I have done.I got 100%

Great !!
I have 100 %

mmh i can see i failed on the possessive-pronouns how does it work? i did not understood well

Hello fancycus,

This is a very general question and I'm not sure which part of the topic you had particular problems with. Perhaps you can post an example sentence and we'll try to explain it for you.

Best wishes,

 

Peter

The LearnEnglish Team

thanks

Sir what is the difference between subject and object thank you

Hello Shiv panda,

You can find explanations of 'subject' and 'object' by looking them up in the dictionary, e.g. the Cambridge dictionary entry for 'subject'. Be sure to read the entries that are labeled as [GRAMMAR].

All the best,
Kirk
The LearnEnglish Team

hello learnenglish.britishcouncil.org staff,
Thank you for your pretty and useful job that you are doing here

We can say:
Susan is one of my friends.
or
Susan is a friend of mine.
but not
Susan is a friend of me. neither I am a friend of Susan.
Why not the last sentence?

Hello Ayman,

Although people would certainly understand you if you said 'I am a friend of Susan', that's not the way people speak; they say 'I am a friend of Susan's.' You could think of this as a shortened form of 'I am a friend of Susan's many friends', but I'd recommend just accepting that this is considered correct, even if it doesn't make complete sense.

All the best,
Kirk
The LearnEnglish Team

Mr.

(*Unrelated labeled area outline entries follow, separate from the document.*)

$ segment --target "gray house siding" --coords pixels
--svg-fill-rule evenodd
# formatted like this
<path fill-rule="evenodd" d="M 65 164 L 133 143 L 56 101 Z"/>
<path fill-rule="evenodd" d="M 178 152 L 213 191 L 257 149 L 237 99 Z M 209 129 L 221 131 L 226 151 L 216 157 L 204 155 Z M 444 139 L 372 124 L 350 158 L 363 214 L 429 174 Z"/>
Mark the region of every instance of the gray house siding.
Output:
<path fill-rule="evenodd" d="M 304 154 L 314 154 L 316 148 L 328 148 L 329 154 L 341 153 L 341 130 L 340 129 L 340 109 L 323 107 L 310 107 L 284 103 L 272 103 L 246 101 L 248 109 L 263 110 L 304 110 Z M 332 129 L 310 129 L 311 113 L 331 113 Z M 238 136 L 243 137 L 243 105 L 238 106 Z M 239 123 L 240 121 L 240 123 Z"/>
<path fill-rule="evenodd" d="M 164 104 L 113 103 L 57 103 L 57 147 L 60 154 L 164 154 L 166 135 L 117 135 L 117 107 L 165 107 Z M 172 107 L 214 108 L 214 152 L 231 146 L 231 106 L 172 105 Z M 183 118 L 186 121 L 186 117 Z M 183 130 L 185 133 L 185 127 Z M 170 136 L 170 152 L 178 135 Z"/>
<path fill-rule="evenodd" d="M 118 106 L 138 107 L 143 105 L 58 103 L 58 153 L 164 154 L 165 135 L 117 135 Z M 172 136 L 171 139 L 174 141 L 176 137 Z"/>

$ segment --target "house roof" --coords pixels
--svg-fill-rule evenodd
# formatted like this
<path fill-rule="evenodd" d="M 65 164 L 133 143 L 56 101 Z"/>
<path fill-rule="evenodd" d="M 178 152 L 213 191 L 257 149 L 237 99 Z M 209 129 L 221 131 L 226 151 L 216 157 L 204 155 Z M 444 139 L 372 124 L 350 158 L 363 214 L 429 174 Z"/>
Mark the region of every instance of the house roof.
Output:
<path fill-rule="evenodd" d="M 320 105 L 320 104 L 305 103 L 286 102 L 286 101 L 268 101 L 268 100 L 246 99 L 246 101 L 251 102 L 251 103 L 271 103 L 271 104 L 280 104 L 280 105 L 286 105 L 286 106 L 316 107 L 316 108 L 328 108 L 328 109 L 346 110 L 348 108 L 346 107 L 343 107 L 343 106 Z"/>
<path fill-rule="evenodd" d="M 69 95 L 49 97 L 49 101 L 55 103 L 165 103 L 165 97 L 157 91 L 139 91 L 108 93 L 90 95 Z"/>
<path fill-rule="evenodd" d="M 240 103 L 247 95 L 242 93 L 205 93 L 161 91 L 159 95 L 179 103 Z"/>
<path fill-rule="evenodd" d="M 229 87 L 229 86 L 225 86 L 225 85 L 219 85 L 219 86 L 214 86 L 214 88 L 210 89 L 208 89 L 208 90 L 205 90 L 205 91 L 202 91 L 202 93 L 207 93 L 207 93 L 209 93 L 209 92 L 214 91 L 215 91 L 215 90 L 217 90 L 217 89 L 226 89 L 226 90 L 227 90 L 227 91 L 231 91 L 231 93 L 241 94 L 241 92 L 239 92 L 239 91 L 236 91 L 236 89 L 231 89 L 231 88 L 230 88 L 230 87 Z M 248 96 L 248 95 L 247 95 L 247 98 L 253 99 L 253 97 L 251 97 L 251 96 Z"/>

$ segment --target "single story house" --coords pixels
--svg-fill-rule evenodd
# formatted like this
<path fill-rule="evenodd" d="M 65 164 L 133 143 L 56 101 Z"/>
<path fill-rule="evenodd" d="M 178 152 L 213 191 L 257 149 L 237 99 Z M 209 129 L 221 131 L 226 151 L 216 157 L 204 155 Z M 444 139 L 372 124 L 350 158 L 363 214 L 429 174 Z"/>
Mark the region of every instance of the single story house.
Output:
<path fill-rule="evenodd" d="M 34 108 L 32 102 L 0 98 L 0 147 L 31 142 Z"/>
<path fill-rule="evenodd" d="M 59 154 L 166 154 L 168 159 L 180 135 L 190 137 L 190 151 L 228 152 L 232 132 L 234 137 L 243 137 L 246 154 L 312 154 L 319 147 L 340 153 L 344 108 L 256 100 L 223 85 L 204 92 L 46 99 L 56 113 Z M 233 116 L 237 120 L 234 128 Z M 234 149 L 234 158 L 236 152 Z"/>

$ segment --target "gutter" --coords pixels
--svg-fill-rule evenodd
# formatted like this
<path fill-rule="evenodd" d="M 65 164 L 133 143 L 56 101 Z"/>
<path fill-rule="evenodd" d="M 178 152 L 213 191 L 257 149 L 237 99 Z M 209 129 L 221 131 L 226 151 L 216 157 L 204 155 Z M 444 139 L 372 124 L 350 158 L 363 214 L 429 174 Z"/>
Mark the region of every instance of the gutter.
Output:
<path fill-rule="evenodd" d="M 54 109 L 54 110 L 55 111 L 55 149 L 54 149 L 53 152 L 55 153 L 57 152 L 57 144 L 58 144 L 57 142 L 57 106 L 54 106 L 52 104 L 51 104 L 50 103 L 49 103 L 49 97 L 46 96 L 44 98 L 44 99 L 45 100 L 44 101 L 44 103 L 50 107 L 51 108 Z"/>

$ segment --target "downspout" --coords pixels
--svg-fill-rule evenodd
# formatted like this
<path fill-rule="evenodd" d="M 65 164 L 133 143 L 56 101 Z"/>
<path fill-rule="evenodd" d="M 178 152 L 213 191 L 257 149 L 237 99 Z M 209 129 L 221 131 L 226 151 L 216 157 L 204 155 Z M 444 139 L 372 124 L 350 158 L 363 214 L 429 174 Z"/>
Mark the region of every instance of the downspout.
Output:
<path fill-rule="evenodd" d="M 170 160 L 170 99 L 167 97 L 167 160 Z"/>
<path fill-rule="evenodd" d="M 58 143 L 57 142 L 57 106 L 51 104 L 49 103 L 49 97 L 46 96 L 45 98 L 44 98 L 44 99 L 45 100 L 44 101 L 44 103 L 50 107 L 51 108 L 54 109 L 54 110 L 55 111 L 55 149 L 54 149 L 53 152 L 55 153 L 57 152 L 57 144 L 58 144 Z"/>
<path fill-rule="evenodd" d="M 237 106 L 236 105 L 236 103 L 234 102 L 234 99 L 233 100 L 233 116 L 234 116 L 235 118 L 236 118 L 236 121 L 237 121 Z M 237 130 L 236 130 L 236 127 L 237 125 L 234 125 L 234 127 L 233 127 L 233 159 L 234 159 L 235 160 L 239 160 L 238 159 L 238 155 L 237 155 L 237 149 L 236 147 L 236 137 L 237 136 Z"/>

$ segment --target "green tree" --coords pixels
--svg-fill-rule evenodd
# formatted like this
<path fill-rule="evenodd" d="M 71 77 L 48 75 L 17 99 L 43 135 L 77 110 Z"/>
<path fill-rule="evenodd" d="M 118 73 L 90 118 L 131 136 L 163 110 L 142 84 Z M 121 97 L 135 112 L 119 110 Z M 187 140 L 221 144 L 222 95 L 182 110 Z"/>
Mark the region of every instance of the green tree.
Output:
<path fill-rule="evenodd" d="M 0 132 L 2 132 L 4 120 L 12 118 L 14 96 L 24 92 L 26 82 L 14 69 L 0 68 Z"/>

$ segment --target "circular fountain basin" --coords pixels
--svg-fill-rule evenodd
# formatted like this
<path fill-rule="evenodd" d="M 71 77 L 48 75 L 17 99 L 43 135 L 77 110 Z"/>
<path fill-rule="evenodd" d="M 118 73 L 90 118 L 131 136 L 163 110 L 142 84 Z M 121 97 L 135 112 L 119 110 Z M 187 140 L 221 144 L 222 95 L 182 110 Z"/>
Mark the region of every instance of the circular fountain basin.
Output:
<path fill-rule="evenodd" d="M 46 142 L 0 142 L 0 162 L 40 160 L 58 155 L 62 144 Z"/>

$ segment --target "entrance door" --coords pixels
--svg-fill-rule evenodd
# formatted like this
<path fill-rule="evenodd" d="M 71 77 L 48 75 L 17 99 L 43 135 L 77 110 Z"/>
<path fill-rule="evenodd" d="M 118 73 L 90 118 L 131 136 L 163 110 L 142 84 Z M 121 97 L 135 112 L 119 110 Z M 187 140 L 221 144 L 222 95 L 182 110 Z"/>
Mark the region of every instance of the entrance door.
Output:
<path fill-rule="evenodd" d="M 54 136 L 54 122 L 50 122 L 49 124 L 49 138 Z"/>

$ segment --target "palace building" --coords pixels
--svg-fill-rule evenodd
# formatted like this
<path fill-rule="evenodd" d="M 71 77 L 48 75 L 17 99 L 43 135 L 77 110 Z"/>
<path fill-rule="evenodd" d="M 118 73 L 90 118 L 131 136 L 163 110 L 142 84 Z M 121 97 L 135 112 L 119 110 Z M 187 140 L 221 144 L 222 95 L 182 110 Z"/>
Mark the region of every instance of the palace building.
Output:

Kirk
I do not understand why there are two opinions about possessive pronouns. You say that standard English and native speakers do not say, ' He is a friend of Peter' but 'He is a friend of Peter's'. Well, there is another who says that the former could also be correct. So, which is the correct answer as both of you are native speakers? Would appreciate if you could clarify this matter.